However, automated techniques have drawbacks: concerning the IgG parameter, most of these techniques lack sensitivity (Vidas, Access, Centaur, Immulite, AxSym, Platelia, and Enzygnost) (6, 7) found with the Architect system. Concerning IgM, some automated techniques can display an imperfect sensitivity, except the Platelia system, which is well correlated with the ISAgA system (6).
This study was carried out to evaluate the ICT Toxoplasma IgG and IgM rapid diagnostic test. We aimed to determine whether the ICT test is able to overcome the sensitivity limits of automated techniques, particularly those of the Architect system, which is used as a first-line diagnostic approach. A similar recent study conducted in Lyon by Chapey et al. also evaluated the ICT test (8) and found sensitivity of 97% and specificity of 96%, which are similar to results of our study.

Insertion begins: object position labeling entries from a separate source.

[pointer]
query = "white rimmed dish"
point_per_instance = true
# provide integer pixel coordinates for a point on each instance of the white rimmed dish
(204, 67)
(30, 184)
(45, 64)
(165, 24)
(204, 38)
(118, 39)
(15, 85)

However, in this study, the reliability of the ICT test has been compared to that of the Architect system and not to the reference technique. Therefore, the expertise of discrepant cases is uncertain and does not highlight the interests and the limits of this new test. Our study cohort was larger than that of the Lyon study, as it included 1,002 sera from two centers (Marseille and Saint-Etienne). Furthermore, we selected various categories of sera to evaluate the relevance of the test in critical situations (e.g., low IgG titers, seroconversion, nonspecific IgM titers, etc.).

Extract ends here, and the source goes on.